Coronavirus relief comes for small businesses, hundreds apply

MEDFORD, Ore.– Thousands of small businesses across the country are filing applications to receive help from the federal government’s recently passed CARES Act.

Medford’s Common Block Brewing Company is one of those who have applied due to, like many other restaurants, taking a hit from the coronavirus pandemic. The company says it’s still operating a delivery and takeout service but only been able to keep six of its 45 employees.

However, when the CARES Act passed in March, Managing Owner Danielle Amarotico says they immediately sent in an application and were accepted for the small business loan.

“It feels really nice to know that we have a backup plan,” said Amarotico.

The restaurant is expected to receive funding by the end of the week. Many businesses that have been accepted are expected to receive their funds within 10 business days. With how easy it was for Common Block, Amarotico encourages others to apply as well.

“It’s just a matter of pulling up some reports, again reaching out to your financial advisors, your payroll servicing companies, that sort of thing,” she said.
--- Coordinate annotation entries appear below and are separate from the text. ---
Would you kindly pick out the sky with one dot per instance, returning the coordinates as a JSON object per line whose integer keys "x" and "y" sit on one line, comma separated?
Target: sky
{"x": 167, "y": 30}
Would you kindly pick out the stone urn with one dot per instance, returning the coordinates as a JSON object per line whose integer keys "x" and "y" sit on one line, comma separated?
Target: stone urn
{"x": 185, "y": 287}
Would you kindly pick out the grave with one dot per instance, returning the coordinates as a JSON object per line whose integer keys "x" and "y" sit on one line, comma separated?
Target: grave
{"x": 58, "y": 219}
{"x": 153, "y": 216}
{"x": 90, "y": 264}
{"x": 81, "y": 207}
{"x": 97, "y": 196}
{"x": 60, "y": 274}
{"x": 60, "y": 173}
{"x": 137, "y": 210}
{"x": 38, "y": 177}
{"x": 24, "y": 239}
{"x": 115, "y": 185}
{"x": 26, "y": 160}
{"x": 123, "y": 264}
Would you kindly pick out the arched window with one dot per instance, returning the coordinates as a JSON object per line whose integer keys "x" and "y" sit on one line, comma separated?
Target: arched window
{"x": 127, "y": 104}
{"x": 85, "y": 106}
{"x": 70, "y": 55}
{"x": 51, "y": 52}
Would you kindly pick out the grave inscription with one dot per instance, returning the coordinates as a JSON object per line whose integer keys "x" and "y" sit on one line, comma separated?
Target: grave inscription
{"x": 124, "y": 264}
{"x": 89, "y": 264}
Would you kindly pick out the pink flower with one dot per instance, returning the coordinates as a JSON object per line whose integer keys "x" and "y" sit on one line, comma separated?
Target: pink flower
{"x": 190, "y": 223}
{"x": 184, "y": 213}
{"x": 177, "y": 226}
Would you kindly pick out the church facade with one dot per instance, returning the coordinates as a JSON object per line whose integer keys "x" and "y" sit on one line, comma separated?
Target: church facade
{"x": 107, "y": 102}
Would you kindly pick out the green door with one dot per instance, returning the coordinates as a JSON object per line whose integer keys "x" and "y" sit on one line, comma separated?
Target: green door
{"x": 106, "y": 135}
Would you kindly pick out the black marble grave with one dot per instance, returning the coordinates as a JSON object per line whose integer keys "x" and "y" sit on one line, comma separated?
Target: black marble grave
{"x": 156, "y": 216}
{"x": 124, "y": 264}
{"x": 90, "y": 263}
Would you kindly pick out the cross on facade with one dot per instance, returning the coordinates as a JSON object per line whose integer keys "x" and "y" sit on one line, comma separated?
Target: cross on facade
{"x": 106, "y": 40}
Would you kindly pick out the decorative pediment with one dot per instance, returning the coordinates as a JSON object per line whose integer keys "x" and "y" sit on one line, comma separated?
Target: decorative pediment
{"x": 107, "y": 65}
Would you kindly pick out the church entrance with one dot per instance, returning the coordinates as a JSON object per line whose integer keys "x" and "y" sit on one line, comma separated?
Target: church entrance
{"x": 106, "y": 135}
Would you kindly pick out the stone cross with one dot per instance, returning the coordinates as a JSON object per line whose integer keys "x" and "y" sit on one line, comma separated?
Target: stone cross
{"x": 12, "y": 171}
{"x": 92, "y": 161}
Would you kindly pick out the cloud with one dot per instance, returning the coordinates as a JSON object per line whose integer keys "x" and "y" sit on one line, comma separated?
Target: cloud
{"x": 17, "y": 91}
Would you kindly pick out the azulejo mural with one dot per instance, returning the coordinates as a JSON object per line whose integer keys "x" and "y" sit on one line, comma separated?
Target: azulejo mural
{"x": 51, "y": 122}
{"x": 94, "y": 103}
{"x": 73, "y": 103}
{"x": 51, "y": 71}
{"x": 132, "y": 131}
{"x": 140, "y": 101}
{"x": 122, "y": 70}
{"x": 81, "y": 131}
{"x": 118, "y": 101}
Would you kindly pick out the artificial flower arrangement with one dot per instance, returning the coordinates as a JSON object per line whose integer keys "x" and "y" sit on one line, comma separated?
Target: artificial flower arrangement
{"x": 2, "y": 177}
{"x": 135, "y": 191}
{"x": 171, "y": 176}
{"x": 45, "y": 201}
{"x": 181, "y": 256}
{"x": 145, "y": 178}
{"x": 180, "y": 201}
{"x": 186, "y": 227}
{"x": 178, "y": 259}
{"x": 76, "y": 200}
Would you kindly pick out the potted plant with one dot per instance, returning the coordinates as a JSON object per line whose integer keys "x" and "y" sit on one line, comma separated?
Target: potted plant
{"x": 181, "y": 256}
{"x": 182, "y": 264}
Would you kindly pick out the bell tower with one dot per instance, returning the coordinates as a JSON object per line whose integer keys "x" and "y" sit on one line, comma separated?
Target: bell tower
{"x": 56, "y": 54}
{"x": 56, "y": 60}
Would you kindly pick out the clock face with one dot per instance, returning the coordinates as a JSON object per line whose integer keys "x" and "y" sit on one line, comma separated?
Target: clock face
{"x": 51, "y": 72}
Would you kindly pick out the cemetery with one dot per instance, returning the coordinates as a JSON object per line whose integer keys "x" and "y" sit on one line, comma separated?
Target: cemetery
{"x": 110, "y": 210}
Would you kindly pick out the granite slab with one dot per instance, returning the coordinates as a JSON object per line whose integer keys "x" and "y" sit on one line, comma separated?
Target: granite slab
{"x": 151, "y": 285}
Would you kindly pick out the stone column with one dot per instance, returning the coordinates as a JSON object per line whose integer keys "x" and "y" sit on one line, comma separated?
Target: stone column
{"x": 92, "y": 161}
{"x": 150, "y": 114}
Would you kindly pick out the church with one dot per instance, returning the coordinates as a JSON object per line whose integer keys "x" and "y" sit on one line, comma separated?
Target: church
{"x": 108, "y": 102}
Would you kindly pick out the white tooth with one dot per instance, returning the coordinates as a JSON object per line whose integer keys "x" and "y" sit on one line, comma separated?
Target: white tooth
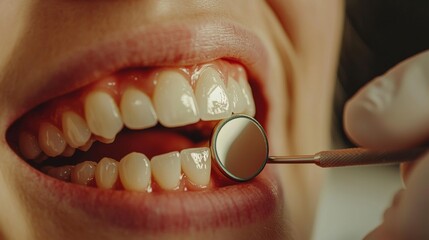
{"x": 134, "y": 172}
{"x": 69, "y": 151}
{"x": 28, "y": 145}
{"x": 238, "y": 101}
{"x": 174, "y": 100}
{"x": 196, "y": 165}
{"x": 137, "y": 110}
{"x": 51, "y": 140}
{"x": 102, "y": 115}
{"x": 211, "y": 95}
{"x": 75, "y": 129}
{"x": 61, "y": 173}
{"x": 106, "y": 173}
{"x": 83, "y": 173}
{"x": 166, "y": 170}
{"x": 247, "y": 93}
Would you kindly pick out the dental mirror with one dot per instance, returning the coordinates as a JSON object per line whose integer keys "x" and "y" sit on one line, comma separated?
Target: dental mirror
{"x": 239, "y": 149}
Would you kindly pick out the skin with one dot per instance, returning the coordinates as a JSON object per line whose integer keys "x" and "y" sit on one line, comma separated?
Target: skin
{"x": 303, "y": 62}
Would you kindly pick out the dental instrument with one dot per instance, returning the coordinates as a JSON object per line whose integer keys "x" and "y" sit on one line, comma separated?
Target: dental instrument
{"x": 240, "y": 151}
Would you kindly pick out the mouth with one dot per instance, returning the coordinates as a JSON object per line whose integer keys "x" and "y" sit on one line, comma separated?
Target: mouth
{"x": 131, "y": 146}
{"x": 138, "y": 129}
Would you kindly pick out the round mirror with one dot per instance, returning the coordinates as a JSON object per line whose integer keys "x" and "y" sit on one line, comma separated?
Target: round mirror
{"x": 240, "y": 148}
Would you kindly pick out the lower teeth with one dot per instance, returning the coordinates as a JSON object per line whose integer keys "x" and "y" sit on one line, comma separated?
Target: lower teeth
{"x": 171, "y": 171}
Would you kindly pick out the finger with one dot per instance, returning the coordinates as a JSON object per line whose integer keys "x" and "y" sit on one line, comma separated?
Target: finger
{"x": 392, "y": 111}
{"x": 408, "y": 217}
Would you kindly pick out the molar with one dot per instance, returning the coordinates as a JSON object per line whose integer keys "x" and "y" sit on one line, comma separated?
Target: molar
{"x": 135, "y": 172}
{"x": 83, "y": 173}
{"x": 75, "y": 129}
{"x": 106, "y": 173}
{"x": 51, "y": 140}
{"x": 196, "y": 165}
{"x": 174, "y": 100}
{"x": 29, "y": 146}
{"x": 137, "y": 110}
{"x": 211, "y": 96}
{"x": 166, "y": 170}
{"x": 102, "y": 115}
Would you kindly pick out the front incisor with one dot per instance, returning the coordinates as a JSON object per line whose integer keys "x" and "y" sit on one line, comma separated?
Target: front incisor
{"x": 102, "y": 115}
{"x": 135, "y": 172}
{"x": 106, "y": 173}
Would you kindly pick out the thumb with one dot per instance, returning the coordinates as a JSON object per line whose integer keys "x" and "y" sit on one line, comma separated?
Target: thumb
{"x": 392, "y": 111}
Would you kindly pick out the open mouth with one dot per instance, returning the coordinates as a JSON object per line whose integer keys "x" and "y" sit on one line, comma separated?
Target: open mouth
{"x": 137, "y": 129}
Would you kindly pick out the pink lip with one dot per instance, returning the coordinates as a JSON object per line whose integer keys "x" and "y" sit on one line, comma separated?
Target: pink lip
{"x": 178, "y": 44}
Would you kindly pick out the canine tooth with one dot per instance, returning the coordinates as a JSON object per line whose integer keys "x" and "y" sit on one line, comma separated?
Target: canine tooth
{"x": 134, "y": 172}
{"x": 196, "y": 165}
{"x": 174, "y": 100}
{"x": 137, "y": 110}
{"x": 211, "y": 95}
{"x": 51, "y": 140}
{"x": 106, "y": 173}
{"x": 236, "y": 97}
{"x": 61, "y": 173}
{"x": 83, "y": 173}
{"x": 69, "y": 151}
{"x": 87, "y": 145}
{"x": 28, "y": 145}
{"x": 102, "y": 115}
{"x": 75, "y": 129}
{"x": 166, "y": 170}
{"x": 247, "y": 93}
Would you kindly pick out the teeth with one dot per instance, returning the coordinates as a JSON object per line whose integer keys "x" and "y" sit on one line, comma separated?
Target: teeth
{"x": 196, "y": 165}
{"x": 247, "y": 93}
{"x": 236, "y": 96}
{"x": 166, "y": 170}
{"x": 102, "y": 115}
{"x": 68, "y": 152}
{"x": 51, "y": 140}
{"x": 134, "y": 172}
{"x": 211, "y": 96}
{"x": 61, "y": 173}
{"x": 83, "y": 173}
{"x": 28, "y": 145}
{"x": 137, "y": 110}
{"x": 106, "y": 173}
{"x": 174, "y": 100}
{"x": 75, "y": 130}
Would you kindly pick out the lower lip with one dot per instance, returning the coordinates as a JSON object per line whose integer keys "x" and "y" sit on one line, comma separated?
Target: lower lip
{"x": 231, "y": 206}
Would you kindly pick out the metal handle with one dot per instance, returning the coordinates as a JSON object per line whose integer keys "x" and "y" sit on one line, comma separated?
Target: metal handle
{"x": 361, "y": 156}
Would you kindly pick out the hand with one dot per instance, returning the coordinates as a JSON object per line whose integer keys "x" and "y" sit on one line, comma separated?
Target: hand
{"x": 392, "y": 112}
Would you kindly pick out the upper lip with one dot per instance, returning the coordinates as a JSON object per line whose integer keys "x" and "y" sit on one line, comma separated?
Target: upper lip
{"x": 166, "y": 45}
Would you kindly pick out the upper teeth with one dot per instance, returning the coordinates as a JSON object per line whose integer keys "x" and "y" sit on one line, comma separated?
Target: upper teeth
{"x": 176, "y": 98}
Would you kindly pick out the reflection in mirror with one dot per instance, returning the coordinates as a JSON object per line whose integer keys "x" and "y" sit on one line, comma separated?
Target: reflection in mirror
{"x": 240, "y": 147}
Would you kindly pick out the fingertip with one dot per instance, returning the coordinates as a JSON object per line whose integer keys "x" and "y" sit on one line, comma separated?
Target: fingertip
{"x": 364, "y": 115}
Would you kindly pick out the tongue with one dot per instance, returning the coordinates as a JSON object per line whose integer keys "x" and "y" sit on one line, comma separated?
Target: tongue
{"x": 150, "y": 142}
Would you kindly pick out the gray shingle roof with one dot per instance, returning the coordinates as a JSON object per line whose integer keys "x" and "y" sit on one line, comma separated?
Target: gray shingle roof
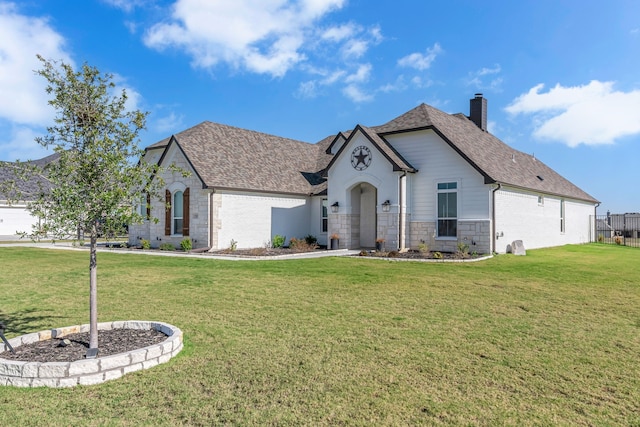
{"x": 396, "y": 160}
{"x": 27, "y": 190}
{"x": 495, "y": 160}
{"x": 233, "y": 158}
Like most paperwork, it can be daunting at times but Amarotico says any business that has their payrolls and finances in order, banks should have no trouble figuring out how much money you’ll receive. Local banks like People’s Bank agree and are encouraging clients and non-clients to apply.
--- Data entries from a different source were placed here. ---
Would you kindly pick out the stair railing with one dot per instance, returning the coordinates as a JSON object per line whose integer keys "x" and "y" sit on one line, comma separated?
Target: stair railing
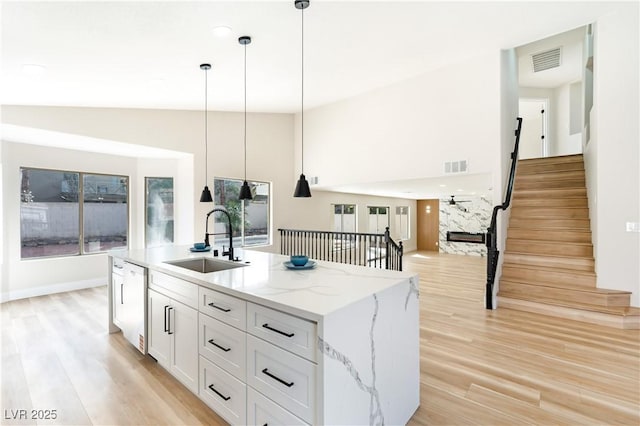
{"x": 492, "y": 232}
{"x": 373, "y": 250}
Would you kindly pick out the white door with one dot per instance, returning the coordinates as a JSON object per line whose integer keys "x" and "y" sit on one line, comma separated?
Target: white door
{"x": 183, "y": 328}
{"x": 117, "y": 285}
{"x": 533, "y": 138}
{"x": 159, "y": 340}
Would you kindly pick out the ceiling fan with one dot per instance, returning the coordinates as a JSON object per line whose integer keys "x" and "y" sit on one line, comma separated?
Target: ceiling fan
{"x": 453, "y": 202}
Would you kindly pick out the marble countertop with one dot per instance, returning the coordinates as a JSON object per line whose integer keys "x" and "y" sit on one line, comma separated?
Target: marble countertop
{"x": 311, "y": 293}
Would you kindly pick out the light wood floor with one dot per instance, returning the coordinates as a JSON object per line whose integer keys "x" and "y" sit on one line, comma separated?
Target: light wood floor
{"x": 477, "y": 366}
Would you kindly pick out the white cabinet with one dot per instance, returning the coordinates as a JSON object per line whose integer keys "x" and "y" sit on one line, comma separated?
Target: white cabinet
{"x": 128, "y": 293}
{"x": 263, "y": 411}
{"x": 173, "y": 329}
{"x": 282, "y": 376}
{"x": 159, "y": 345}
{"x": 117, "y": 288}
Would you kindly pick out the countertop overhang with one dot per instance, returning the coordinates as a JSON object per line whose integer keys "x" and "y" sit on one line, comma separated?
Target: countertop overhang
{"x": 311, "y": 293}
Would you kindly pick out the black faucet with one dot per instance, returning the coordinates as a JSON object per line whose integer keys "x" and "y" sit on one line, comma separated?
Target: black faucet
{"x": 206, "y": 232}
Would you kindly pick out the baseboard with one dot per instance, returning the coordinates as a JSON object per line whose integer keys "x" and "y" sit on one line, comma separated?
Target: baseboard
{"x": 51, "y": 289}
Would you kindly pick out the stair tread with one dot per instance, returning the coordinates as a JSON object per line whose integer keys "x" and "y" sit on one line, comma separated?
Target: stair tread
{"x": 550, "y": 256}
{"x": 556, "y": 158}
{"x": 613, "y": 310}
{"x": 541, "y": 242}
{"x": 546, "y": 269}
{"x": 577, "y": 288}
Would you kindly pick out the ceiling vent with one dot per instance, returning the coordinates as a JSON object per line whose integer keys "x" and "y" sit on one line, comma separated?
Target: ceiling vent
{"x": 546, "y": 60}
{"x": 459, "y": 166}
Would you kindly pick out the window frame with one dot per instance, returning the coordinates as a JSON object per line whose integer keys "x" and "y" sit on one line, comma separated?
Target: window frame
{"x": 242, "y": 234}
{"x": 378, "y": 214}
{"x": 80, "y": 202}
{"x": 399, "y": 215}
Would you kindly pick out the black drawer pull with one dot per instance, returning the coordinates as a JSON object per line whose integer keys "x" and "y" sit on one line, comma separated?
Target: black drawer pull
{"x": 166, "y": 328}
{"x": 265, "y": 325}
{"x": 218, "y": 346}
{"x": 213, "y": 305}
{"x": 169, "y": 320}
{"x": 265, "y": 371}
{"x": 226, "y": 398}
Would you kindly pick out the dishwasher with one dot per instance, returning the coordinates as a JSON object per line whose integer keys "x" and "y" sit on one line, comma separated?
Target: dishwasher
{"x": 134, "y": 295}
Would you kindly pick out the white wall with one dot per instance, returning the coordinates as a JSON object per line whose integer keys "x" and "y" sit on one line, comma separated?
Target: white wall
{"x": 567, "y": 106}
{"x": 409, "y": 129}
{"x": 614, "y": 190}
{"x": 509, "y": 93}
{"x": 269, "y": 144}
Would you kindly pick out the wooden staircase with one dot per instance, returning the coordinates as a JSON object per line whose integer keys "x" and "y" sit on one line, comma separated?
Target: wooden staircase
{"x": 548, "y": 260}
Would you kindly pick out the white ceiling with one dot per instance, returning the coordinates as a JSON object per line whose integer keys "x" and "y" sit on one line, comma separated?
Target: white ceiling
{"x": 147, "y": 54}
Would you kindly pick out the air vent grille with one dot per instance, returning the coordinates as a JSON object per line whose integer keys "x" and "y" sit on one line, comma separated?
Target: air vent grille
{"x": 459, "y": 166}
{"x": 546, "y": 60}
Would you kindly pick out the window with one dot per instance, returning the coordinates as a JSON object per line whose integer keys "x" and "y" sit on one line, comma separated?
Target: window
{"x": 402, "y": 222}
{"x": 378, "y": 219}
{"x": 344, "y": 220}
{"x": 344, "y": 217}
{"x": 249, "y": 219}
{"x": 69, "y": 213}
{"x": 158, "y": 211}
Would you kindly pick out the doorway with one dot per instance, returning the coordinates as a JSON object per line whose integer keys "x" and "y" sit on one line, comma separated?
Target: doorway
{"x": 428, "y": 221}
{"x": 533, "y": 137}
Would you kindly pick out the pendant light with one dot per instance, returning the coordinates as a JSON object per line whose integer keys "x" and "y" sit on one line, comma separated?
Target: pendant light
{"x": 205, "y": 197}
{"x": 245, "y": 191}
{"x": 302, "y": 187}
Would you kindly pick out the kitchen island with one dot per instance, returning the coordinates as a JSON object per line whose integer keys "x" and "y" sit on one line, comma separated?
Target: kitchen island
{"x": 333, "y": 344}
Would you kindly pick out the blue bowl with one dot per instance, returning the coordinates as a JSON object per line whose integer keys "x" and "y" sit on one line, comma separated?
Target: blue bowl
{"x": 299, "y": 260}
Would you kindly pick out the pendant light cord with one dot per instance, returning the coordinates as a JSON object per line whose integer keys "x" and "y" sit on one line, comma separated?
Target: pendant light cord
{"x": 302, "y": 96}
{"x": 245, "y": 112}
{"x": 206, "y": 130}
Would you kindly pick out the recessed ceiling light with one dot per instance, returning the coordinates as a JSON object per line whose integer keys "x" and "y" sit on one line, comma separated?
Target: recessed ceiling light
{"x": 221, "y": 31}
{"x": 33, "y": 69}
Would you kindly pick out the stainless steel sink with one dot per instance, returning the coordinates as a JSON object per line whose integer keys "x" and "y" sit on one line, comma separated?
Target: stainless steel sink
{"x": 205, "y": 265}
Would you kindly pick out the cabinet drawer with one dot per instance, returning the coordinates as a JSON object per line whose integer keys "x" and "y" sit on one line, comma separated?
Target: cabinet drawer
{"x": 225, "y": 394}
{"x": 263, "y": 411}
{"x": 288, "y": 379}
{"x": 291, "y": 333}
{"x": 117, "y": 265}
{"x": 223, "y": 307}
{"x": 177, "y": 289}
{"x": 226, "y": 346}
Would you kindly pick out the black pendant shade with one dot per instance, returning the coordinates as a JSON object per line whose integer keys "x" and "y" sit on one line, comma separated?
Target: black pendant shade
{"x": 245, "y": 192}
{"x": 205, "y": 197}
{"x": 302, "y": 188}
“If our businesses don’t operate there’s no income. You want to talk about a recession that would be a severe recession that would be the thing to worry about,” said Ken Trautman, CEO of People’s Bank.

Trautman says on top of the loans the bank provides on its own, as of Monday morning People’s Bank helped file 500 applications worth a whopping $72 million for the Paycheck Protection Program. Of those, 373 were accepted with $61 million in the pipeline to be distributed and Trautman says as of Tuesday, that list is expected to grow.

He added since Monday, the bank has helped more people file applications bringing a total of $25 million in funding requests.

“That tells me there is a lot of demand out there. People are trying to figure out the program,” said Trautman. “They didn’t quite understand it. It’s totally unique to anything I’ve ever seen. I’ve been in banking for 42 years. I’ve never seen anything like this.”

There are issues Trautman says such as a lack of prioritization for the businesses in need of receiving funds the fastest.

Businesses closed due to the state’s executive order may miss out on the loan forgiveness portion of the program. Trautman says they’ve seen this with motels and restaurants they work with who can still apply for the loan based on payroll from 2019. However, in order to receive the loan forgiveness, they need to show payroll for the upcoming eight weeks. The problem is many of these businesses have been forced to close and can’t quickly reopen and hire workers again to meet the loan forgiveness.

“The state may not let them open meaning they have no payroll so the forgiveness may not help those businesses as much,” said Trautman.

On top of all of that, the fund for the PPP set up in the CARES Act is almost empty.

“They gave $349 billion dollars to the program,” said Trautman. “We’re really getting close to the end of that.”

The federal government is working to add an additional package to fund the small business loan. Until then, banks are still encouraging businesses to apply so they have an application in and can receive the funds when they become available.